If the state's farming sector could figure out a way to reduce its water consumption by 25%, how many urbanites could move to California? For a 66% price increase to induce a 25% consumption decline implies a price elasticity = -.38 which strikes me as quite plausible in the medium term and perhaps too inelastic.
34.1 million acre-feet is used by California agriculture each year. A 25% reduction in CA agriculture water consumption = roughly 8 million acre feet = 8 million *326,000 = 2.6 trillion gallons of water not used.
Suppose that 10 million new people moved to California's cities (so this is a 25% increase in the state's population). The 2.6 trillion/10 million = 260000 gallons per new person per year = 712 gallons per new person per day.
See how we adapt by introducing market incentives to allocate scarce resources? The challenge of adaptation is mainly political (not economics). Allow free markets to operate and the NY Times will have to find new doom and gloom headlines.

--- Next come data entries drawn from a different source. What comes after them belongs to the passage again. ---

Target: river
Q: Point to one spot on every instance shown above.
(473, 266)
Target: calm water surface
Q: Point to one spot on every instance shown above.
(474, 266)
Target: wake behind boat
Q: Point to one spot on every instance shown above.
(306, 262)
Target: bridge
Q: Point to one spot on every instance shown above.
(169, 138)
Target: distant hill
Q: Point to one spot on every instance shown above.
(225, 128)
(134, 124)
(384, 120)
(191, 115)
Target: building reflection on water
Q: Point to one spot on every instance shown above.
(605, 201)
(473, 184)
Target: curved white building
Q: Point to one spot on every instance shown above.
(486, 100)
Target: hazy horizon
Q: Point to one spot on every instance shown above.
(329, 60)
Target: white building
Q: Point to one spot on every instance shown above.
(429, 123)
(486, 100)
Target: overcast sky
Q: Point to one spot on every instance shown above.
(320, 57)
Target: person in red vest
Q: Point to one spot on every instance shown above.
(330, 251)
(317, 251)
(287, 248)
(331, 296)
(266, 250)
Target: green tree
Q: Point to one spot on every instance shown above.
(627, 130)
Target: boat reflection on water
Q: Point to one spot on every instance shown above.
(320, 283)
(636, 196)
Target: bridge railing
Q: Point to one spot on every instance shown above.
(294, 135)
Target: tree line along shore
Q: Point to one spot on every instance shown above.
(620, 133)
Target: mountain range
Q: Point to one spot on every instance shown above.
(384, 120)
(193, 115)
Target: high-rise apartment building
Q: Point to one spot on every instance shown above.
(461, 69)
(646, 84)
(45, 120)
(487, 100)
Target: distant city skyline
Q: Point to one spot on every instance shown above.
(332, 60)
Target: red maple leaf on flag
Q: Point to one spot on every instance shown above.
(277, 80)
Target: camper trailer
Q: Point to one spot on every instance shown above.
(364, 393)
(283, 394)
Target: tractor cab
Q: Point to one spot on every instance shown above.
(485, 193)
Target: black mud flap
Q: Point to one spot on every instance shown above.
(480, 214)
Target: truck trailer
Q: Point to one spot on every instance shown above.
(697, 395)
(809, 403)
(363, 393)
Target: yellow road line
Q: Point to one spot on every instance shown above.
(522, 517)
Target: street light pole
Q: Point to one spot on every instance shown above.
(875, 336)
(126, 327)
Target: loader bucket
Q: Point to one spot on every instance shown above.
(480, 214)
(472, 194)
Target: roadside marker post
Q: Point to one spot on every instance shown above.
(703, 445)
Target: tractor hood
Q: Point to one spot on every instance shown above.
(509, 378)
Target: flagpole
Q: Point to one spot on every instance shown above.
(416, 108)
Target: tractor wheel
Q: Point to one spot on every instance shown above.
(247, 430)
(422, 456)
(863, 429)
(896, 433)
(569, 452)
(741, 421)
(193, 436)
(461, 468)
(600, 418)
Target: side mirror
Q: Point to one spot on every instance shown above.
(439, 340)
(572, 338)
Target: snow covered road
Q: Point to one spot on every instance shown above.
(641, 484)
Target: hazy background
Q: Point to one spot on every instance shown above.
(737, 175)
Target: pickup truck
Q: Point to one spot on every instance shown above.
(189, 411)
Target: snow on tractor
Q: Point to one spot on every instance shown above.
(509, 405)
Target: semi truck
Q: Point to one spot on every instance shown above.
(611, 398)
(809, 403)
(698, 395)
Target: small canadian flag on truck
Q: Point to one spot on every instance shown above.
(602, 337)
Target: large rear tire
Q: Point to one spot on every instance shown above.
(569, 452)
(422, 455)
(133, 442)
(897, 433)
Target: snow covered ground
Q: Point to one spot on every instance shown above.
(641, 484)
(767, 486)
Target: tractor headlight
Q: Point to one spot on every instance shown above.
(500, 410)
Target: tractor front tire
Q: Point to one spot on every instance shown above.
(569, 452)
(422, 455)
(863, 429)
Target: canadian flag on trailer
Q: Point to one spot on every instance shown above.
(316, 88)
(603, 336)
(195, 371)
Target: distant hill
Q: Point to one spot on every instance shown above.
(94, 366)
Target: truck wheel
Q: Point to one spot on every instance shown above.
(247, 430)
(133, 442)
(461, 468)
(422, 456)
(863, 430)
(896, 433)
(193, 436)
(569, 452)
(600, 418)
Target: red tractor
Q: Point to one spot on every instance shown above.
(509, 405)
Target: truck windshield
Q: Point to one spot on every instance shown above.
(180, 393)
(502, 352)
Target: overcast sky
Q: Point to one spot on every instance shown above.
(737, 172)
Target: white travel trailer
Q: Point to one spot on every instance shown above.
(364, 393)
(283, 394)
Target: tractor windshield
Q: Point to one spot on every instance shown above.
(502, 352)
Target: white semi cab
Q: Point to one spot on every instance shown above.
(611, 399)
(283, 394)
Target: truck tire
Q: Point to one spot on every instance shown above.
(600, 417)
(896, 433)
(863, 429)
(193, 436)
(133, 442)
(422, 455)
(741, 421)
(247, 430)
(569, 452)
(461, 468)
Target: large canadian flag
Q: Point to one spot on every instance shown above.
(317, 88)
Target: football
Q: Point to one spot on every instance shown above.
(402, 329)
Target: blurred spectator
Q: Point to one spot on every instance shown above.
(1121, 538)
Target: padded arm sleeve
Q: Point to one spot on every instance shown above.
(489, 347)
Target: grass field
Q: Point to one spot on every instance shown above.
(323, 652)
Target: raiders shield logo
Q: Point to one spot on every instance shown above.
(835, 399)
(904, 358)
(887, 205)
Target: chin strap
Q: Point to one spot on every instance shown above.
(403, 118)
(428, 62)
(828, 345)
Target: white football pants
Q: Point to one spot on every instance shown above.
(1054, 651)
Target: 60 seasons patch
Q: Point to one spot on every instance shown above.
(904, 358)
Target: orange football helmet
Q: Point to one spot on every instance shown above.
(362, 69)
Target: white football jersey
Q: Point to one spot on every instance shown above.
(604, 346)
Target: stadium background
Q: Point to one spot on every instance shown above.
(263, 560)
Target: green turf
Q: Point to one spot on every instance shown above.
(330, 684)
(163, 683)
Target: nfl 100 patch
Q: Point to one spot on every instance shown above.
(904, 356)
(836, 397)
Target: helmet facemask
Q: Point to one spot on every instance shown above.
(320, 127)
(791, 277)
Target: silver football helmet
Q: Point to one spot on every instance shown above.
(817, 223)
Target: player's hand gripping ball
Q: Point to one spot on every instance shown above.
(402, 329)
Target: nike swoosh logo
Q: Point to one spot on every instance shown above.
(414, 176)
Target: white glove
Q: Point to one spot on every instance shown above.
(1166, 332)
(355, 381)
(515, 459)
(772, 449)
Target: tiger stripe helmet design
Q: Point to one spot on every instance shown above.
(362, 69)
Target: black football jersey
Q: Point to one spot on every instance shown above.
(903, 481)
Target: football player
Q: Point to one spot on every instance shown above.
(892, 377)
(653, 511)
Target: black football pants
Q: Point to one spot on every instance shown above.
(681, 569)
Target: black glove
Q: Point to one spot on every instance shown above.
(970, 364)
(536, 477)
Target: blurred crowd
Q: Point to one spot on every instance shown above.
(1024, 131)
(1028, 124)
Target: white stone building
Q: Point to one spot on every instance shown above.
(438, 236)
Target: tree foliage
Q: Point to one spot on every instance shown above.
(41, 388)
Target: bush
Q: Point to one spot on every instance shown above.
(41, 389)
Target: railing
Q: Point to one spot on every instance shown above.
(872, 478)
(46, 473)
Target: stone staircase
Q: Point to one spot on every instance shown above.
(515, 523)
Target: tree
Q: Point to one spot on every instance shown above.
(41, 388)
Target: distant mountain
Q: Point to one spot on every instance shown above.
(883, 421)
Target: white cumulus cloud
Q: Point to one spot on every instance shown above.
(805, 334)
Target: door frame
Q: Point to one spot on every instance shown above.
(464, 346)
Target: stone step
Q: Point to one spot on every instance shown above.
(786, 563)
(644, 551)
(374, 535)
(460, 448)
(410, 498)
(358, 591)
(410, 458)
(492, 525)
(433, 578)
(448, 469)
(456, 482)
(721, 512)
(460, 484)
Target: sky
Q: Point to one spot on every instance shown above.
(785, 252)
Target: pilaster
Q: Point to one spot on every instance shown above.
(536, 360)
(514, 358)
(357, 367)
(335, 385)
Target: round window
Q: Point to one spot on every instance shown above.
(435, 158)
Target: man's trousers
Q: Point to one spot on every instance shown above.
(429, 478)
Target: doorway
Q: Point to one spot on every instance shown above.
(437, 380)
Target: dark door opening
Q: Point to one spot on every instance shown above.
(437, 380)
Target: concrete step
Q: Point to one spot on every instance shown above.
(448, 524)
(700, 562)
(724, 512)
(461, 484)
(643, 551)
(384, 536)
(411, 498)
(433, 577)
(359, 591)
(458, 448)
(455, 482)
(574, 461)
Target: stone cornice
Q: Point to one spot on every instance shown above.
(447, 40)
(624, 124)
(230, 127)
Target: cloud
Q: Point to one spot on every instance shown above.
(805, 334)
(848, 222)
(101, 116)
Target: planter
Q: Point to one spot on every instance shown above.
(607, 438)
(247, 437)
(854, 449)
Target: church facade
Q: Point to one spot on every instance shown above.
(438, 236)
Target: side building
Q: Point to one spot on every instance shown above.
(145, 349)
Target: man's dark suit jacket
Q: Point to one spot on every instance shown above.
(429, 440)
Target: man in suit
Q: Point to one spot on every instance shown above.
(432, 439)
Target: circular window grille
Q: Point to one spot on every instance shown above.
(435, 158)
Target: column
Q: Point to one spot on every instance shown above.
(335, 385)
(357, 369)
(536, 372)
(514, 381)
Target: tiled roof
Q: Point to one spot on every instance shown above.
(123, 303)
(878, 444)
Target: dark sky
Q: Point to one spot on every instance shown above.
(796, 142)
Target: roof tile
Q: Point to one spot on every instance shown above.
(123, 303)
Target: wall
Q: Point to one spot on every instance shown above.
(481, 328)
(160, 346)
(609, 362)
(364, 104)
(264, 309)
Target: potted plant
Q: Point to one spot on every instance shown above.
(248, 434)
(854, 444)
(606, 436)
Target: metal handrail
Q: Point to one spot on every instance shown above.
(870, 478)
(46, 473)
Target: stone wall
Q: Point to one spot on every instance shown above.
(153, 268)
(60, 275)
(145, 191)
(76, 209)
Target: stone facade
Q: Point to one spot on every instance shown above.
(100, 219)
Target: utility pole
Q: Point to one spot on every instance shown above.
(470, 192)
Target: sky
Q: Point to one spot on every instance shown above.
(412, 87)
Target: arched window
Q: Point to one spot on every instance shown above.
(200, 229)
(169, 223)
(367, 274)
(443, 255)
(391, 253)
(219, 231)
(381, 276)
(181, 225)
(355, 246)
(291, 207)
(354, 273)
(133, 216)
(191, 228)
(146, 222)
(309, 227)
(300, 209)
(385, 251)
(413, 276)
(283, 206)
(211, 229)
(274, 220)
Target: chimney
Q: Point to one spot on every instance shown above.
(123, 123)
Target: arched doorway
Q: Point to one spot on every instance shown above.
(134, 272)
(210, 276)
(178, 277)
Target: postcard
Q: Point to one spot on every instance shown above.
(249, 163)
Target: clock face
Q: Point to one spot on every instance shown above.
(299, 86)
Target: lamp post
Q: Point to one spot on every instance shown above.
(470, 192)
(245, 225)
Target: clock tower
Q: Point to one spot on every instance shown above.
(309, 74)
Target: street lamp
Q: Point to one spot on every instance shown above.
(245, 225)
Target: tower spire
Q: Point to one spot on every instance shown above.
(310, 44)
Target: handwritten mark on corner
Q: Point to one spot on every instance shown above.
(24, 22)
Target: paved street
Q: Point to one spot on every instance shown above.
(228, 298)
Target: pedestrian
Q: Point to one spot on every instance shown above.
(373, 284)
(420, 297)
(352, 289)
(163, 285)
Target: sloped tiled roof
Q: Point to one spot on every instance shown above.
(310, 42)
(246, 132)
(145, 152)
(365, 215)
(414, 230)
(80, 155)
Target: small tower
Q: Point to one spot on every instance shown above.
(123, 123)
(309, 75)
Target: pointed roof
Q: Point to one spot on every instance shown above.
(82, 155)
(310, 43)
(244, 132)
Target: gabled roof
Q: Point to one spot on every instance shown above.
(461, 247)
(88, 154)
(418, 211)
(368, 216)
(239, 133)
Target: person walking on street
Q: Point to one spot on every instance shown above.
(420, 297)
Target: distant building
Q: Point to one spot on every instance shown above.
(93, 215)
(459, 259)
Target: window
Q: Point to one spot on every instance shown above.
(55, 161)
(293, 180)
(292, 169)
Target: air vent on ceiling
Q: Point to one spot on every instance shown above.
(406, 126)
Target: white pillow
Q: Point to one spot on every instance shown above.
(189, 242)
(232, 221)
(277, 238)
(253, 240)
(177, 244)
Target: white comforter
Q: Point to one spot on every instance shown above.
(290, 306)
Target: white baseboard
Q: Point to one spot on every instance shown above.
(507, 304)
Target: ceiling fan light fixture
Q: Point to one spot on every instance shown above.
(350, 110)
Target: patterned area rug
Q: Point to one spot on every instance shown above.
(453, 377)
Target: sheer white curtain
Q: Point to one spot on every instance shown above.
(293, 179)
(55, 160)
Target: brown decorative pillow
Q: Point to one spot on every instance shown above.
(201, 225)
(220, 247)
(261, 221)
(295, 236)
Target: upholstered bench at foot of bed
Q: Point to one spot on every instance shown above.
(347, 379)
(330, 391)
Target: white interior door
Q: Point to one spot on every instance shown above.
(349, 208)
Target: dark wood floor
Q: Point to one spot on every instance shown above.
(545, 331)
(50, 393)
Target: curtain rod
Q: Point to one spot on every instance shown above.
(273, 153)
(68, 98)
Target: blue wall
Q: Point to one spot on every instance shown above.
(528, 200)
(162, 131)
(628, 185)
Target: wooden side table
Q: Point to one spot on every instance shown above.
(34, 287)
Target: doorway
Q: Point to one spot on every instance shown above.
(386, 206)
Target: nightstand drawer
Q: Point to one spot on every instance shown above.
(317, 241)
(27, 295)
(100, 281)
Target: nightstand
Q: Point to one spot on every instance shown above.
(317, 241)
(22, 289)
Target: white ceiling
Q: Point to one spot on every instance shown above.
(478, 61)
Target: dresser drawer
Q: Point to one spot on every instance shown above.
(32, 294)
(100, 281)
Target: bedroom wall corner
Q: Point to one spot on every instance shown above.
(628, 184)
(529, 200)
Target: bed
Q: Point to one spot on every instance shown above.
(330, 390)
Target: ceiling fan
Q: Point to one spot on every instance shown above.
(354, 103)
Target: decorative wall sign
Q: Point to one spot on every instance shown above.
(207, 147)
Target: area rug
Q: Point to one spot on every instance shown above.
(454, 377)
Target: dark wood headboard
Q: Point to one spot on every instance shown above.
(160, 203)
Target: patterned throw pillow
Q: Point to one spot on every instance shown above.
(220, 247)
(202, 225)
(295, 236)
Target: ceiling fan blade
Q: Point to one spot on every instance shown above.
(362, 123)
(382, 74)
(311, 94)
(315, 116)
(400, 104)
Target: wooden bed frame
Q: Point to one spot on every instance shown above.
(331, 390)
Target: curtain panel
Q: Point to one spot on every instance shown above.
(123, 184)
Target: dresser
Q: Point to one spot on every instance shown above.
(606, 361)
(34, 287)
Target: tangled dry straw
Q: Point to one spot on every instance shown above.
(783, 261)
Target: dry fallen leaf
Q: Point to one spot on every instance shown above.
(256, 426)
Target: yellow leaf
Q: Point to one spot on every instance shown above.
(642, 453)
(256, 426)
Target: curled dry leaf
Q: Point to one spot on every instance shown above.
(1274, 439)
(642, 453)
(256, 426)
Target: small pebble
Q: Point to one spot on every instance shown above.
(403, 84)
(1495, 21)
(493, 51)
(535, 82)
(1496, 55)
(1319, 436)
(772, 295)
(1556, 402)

via greeneconomics.blogspot.com
I only have one quibble. The water market will never be a "free market" in the true sense of the word. A plea to the water authority (i.e., government) to price water more rationally is a plea for policy reform (the term Matt uses earlier) towards a better use of incentives. Free markets only exist when there is no government regulation of buyers and sellers, no taxes, no subsidies and no nothing. An efficient free market for water is a difficult thing to pull off since it is a common-pool resource. It is easier for the pizza market to operate efficiently since pizza is a private good.
I don't think adaption to climate change can be accomplished efficiently by government taking a hands off approach. You can't privatize much of the natural environment.
Matt also said this the other day:
Terry Anderson's book Free Market Environmentalism played a key role in my early thinking about Coase and environmental economics. For years, Terry was in charge of PERC and I greatly benefited from my first visit to PERC in Bozeman MT a few years ago. Today, some very serious economists will be meeting at Stanford for a 1.5 day conference on the economics of climate change adaptation. The broad themes of this PERC conference are listed here.
Free Market Environmentalism played a key role in my early thinking about Coase and environmental economics too. My conclusion was that free market solutions wouldn't work. Call me an unserious (inserious?) economist.